Guzmán would have been about 17 at the time, just getting started as a farmer and gopher in the drug trade, and it’s not at all unlikely that he had relatives among the victims of the army’s brutality. The memory of Cóndor’s months of terror — and, of course, the astronomical profits brought into the state from the trafficking of forbidden plants that in normal circumstances would sell for about the price of corn — go a long way toward explaining Sinaloans’ stubborn allegiance to Guzmán, and the freedom with which he roamed, as his children still do, through the state’s mountains and cities. “We’ll have completely eliminated the cultivation of drugs in six months,” the Mexican defense secretary, Hermenegildo Cuenca Díaz, promised at the start of the operation. The real result? Thousands of peasants fled the highland villages, while traffickers realized the benefit of obtaining their supplies from abroad. They became shippers for Colombian traffickers and inaugurated the cocaine boom.

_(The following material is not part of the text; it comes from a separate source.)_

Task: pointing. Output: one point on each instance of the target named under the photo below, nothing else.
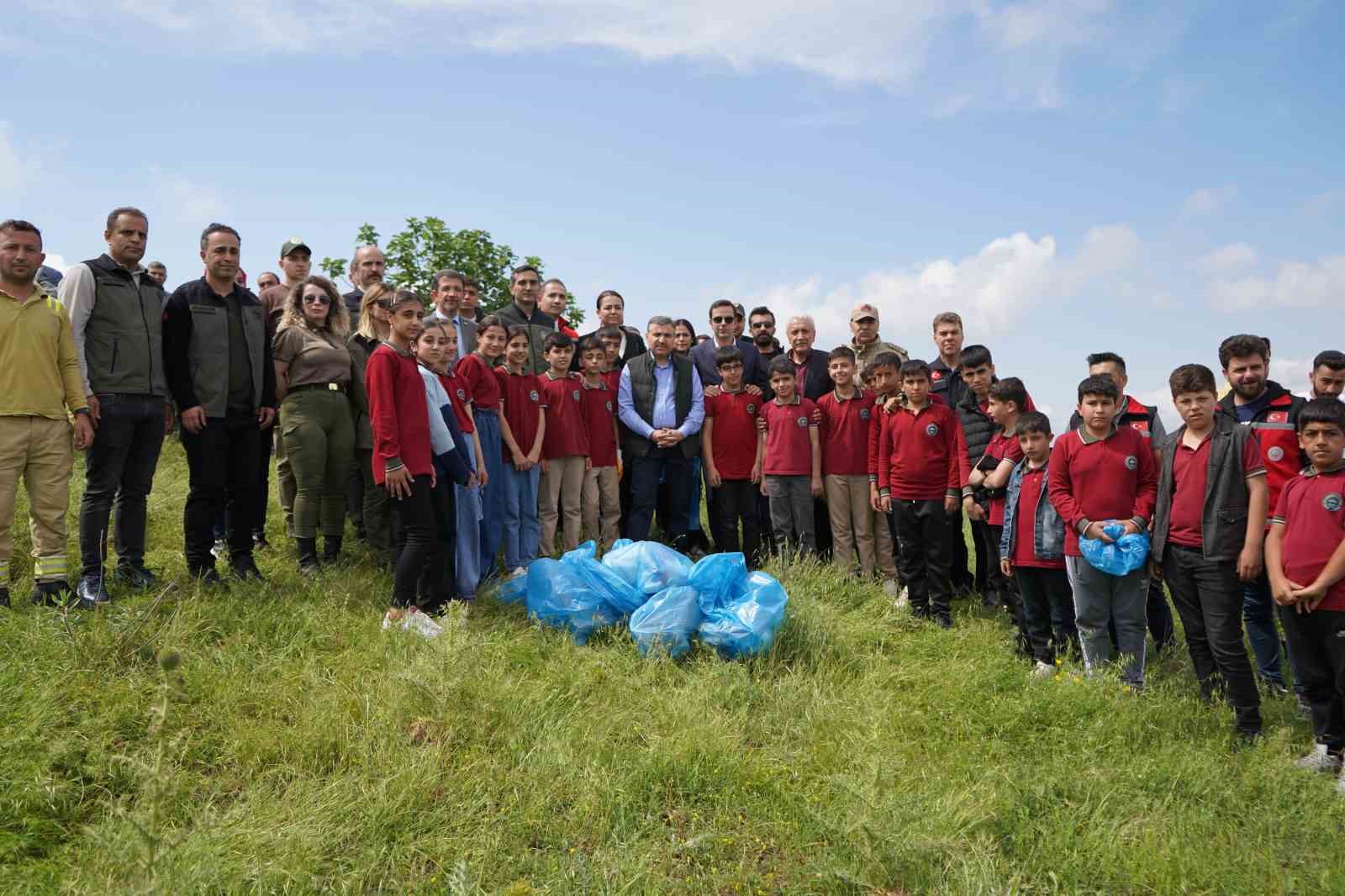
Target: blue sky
(1071, 177)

On the one hand, the capture of Guzmán could be seen the way Feuer sees it here: as the triumph — at last, at last! — of Wile E. Coyote over the much more wily Road Runner, and “El Jefe” makes a thrilling tale of the chase and the inventive use of all those Acme-like products — the scanners and tappers and mappers and scramblers. On the other hand, is that hungry, aged Coyote ever going to take the measure of the Road Runner population out there? Does he not realize there are thousands of those damn birds, that the roads and pathways of the land are infested with them and always will be, so long as their ecosystem doesn’t change? What if instead of Operación Cóndor the representatives of local and national governments stopped taking narcomoney? What if instead of helping to terrorize campesinos throughout Latin America, the United States spent less on shiny toys for corrupt local armies and more on funding local infrastructure and education programs? What if drugs were legal and sold in boring pharmaceutical dispensaries?
Feuer, perhaps wisely, chooses to avoid the big questions and sticks to his story. It’s a good one.